Claustrofobica pellicola low-budget spagnola dal successo inaspettato, uscita in tempi di quarantena e completamente ambientata all’interno di… un buco. O meglio, in una fossa. Probabilmente quando hanno deciso di tradurre il titolo, i distributori erano già in isolamento da un pezzo, impazziti per bene dopo aver letto i nostri consigli per la quarantena. “Il Buco”… dai, sul serio?!

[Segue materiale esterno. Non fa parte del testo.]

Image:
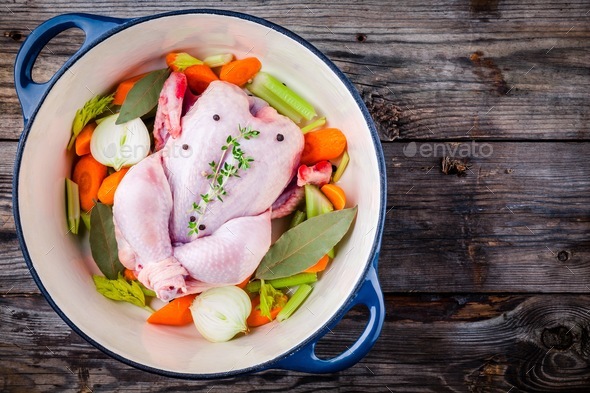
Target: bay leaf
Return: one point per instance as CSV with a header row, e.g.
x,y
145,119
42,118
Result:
x,y
302,246
143,96
103,244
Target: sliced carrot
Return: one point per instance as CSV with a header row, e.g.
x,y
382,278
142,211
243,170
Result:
x,y
256,318
239,72
175,313
106,192
124,88
129,275
83,139
335,195
88,174
180,61
243,284
320,266
199,77
324,144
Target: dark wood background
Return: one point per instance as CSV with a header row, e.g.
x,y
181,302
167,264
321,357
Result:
x,y
486,276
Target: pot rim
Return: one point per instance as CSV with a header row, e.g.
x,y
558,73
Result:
x,y
372,260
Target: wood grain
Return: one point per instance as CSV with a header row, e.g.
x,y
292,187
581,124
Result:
x,y
418,60
455,343
486,276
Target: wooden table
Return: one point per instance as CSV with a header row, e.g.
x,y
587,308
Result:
x,y
486,276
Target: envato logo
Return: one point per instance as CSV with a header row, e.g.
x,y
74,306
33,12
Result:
x,y
125,151
439,149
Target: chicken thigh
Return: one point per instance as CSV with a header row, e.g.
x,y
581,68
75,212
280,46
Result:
x,y
154,202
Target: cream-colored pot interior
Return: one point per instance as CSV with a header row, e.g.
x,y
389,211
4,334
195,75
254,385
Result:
x,y
62,260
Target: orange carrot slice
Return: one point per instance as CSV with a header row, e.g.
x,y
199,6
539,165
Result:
x,y
320,266
239,72
124,88
199,77
324,144
129,275
83,139
106,192
175,313
335,195
88,174
256,318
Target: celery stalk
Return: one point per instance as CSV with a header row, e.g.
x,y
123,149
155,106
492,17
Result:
x,y
312,126
297,219
342,167
285,282
293,304
73,206
218,60
271,87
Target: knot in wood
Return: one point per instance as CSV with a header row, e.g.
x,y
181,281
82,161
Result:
x,y
559,337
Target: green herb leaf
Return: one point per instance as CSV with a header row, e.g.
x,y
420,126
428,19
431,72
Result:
x,y
102,241
120,290
301,247
270,298
94,107
143,96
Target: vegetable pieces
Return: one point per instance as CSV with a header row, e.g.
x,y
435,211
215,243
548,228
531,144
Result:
x,y
335,194
280,97
106,192
324,144
300,247
181,61
88,174
199,77
239,72
175,313
72,206
83,139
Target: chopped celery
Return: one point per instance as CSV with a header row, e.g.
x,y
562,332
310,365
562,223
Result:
x,y
316,202
285,282
342,167
218,60
85,219
297,219
293,304
73,206
282,98
312,126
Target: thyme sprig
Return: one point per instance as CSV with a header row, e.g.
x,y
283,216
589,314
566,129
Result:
x,y
222,171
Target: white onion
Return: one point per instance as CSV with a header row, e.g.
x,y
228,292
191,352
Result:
x,y
220,313
119,145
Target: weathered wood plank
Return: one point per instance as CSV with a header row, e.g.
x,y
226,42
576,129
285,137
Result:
x,y
455,343
432,70
518,221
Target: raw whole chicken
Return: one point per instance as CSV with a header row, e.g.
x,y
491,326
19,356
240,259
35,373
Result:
x,y
154,203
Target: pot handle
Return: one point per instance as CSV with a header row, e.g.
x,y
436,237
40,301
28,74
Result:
x,y
29,92
371,296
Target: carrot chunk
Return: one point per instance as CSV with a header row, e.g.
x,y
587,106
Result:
x,y
175,313
88,174
324,144
239,72
106,192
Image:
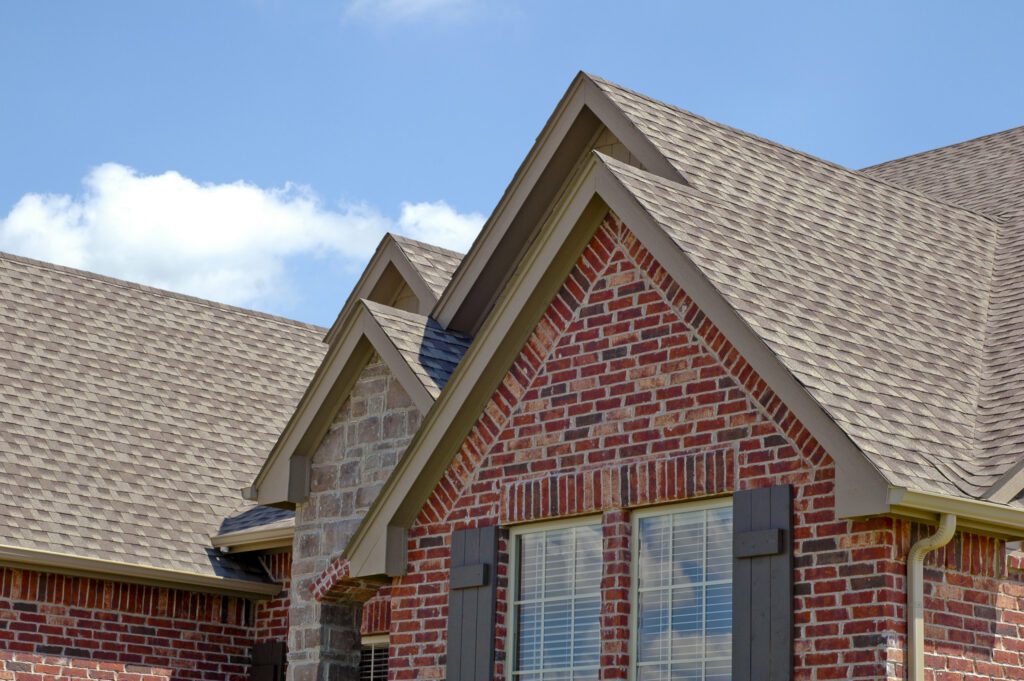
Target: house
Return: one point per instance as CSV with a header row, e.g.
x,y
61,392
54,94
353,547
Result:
x,y
129,420
693,406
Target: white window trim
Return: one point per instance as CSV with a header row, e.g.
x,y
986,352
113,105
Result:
x,y
515,533
635,516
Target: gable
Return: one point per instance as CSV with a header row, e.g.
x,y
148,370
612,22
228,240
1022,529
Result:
x,y
624,394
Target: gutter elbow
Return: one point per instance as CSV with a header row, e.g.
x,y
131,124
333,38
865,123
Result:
x,y
915,593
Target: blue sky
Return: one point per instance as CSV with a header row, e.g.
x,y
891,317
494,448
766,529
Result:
x,y
253,151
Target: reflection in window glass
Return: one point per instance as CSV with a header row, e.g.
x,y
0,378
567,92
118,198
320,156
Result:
x,y
684,596
557,604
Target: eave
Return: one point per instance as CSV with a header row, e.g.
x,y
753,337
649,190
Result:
x,y
275,536
548,260
546,172
283,479
65,563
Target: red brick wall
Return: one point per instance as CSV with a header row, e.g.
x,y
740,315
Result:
x,y
55,626
626,394
271,615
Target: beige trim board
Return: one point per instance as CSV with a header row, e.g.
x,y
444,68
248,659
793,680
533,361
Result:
x,y
976,515
548,168
275,536
377,284
360,335
66,563
863,490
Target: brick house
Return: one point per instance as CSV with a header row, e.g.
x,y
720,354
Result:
x,y
693,406
129,420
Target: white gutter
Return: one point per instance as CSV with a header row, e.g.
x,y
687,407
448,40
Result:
x,y
915,594
275,536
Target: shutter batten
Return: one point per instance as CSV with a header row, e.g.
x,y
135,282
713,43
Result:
x,y
472,592
762,605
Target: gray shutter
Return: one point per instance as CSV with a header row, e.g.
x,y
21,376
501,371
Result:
x,y
472,590
762,573
268,662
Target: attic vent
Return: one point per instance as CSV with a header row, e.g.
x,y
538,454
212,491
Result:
x,y
373,661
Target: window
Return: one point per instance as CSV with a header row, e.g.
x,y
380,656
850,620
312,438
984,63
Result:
x,y
682,593
373,658
556,602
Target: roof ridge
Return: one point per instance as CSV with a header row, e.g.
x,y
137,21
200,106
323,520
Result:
x,y
962,142
433,247
164,293
764,140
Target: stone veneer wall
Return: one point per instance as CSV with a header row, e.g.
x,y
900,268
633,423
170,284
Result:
x,y
369,434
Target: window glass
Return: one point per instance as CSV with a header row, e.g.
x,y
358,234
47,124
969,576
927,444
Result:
x,y
557,604
683,582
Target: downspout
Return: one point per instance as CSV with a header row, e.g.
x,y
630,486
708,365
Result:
x,y
915,594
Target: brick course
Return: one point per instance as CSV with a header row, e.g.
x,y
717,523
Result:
x,y
368,435
53,626
626,394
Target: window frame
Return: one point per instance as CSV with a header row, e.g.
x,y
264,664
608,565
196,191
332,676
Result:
x,y
636,515
516,531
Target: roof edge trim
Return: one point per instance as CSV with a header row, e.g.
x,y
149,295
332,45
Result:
x,y
388,252
276,536
435,443
67,563
983,516
584,96
344,360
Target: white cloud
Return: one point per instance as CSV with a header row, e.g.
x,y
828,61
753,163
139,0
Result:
x,y
439,223
224,242
410,10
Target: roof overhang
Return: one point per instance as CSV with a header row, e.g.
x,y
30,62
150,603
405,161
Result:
x,y
548,170
65,563
384,275
262,538
378,546
283,481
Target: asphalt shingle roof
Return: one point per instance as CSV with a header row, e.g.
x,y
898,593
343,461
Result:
x,y
435,264
431,351
130,418
986,175
878,298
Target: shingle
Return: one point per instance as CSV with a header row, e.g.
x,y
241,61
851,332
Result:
x,y
130,418
434,263
431,351
880,299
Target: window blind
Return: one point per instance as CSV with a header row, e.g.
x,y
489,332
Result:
x,y
557,604
683,595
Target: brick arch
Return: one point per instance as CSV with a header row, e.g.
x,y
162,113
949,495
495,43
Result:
x,y
616,282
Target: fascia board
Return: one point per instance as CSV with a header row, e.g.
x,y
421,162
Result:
x,y
274,469
396,363
388,253
1008,486
65,563
986,517
861,488
583,93
278,535
331,384
443,427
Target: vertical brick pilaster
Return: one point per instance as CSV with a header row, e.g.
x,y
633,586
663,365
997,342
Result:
x,y
615,595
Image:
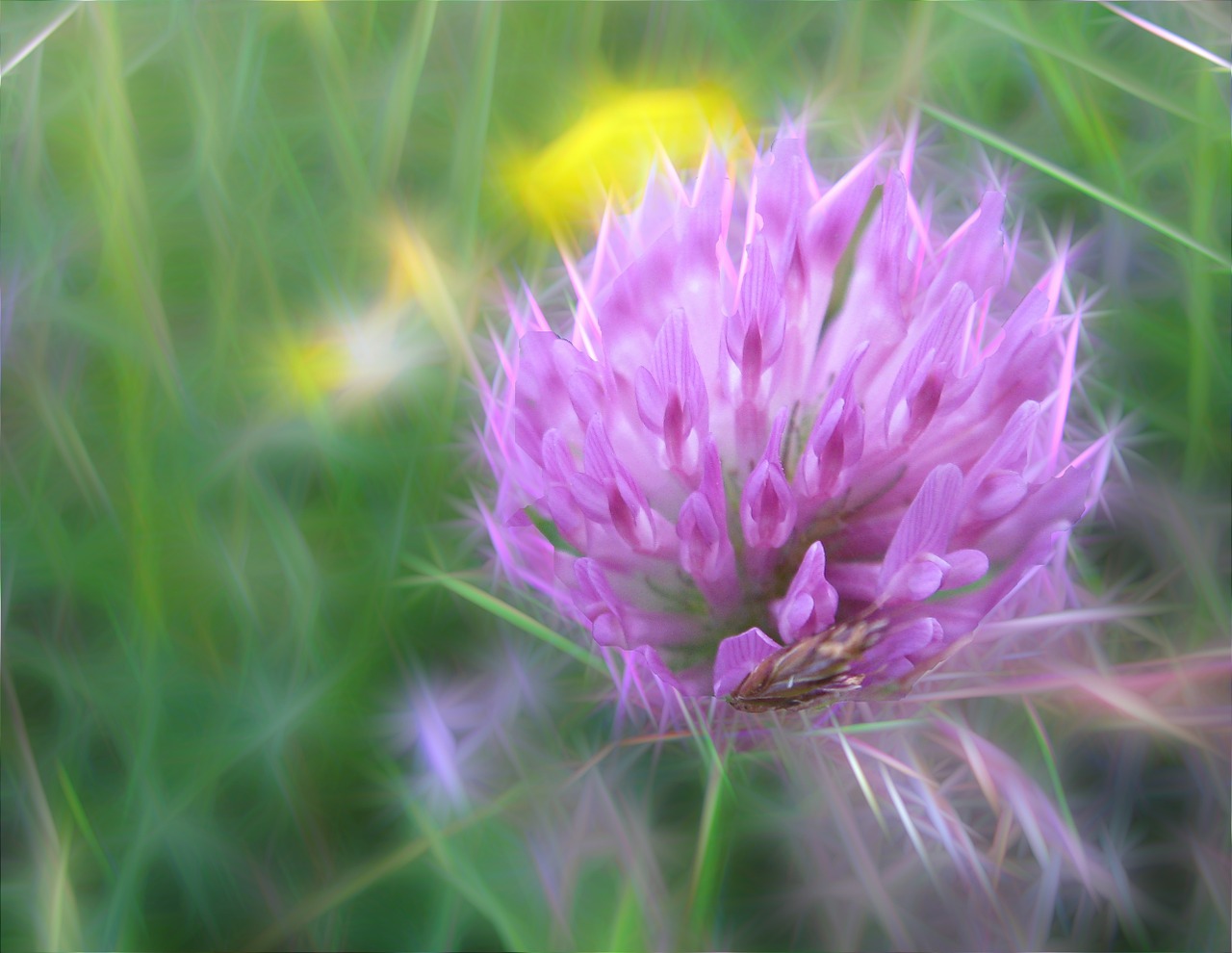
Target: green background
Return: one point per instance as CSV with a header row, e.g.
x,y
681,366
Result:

Orientarsi all’interno del film è abbastanza facile: c’è una fossa, sotterranea, verticale, simile ad una prigione, di cui ogni livello ospita due persone. Una volta al giorno, una piattaforma contenente una vasta gamma di cibi disposti a banchetto si abbassa automaticamente ad ogni piano, partendo dal primo. Ovviamente. Ai prigionieri vengono dati solo due minuti al giorno per mangiare; quindi la piattaforma si sposta al livello inferiore fino a raggiungere il fondo. Ci sono tre semplici regole: (1) ogni detenuto può portare solo un oggetto in prigione; (2) nessun alimento può essere tenuto lontano dalla piattaforma, altrimenti la cella verrà riscaldata o refrigerata a temperature letali; (3) ogni mese i prigionieri vengono addormentati e spostati in un altro livello della prigione.
Dato che non si sa a quale livello si finirà ogni mese, inutile dire che quelli ai livelli superiori si ingozzano senza lasciare cibo. Più basso è il livello, meno il cibo. I parallelismi con la società moderna si sprecano: le élite non hanno alcun desiderio di condividere la loro ricchezza con quelli sul fondo, che soffrono. E muoiono o, peggio, si uccidono tra di loro. Il film offre un’interessante interpretazione del posizionamento sociale: un giorno potresti essere in cima, con tutto il cibo che vuoi; il prossimo sei in fondo, a morire di fame. Una situazione che ognuno di noi potrebbe sperimentare nella vita reale, augurandoci non accada mai: un giorno lavori, un altro hai successo ed un altro sei un senzatetto. Come uscirne? Differenti punti di vista, espressi chiaramente dai personaggi. L’unica cosa che rimane non proprio chiara è il finale, che si presta a varie interpretazioni e lascia un po’ con l’amaro in bocca. Se non altro lascia anche con il cervello iper-stimolato, in cerca di un senso sia per la pellicola che per la società alla quale apparteniamo.
Ho visto questo film su Netflix appena uscito e sono contento di aver colto l’occasione durante un periodo di convivenza forzata con me stesso. Budget ridotto ma messaggio potente. È simile a film come Cube, Circle, L’Uomo che Venne dalla Terra: tutti film a basso budget con una narrazione eccezionale e una recitazione brillante. Difficile non empatizzare con ogni singolo personaggio: siamo tutti sulla stessa barca. O nello stesso fosso?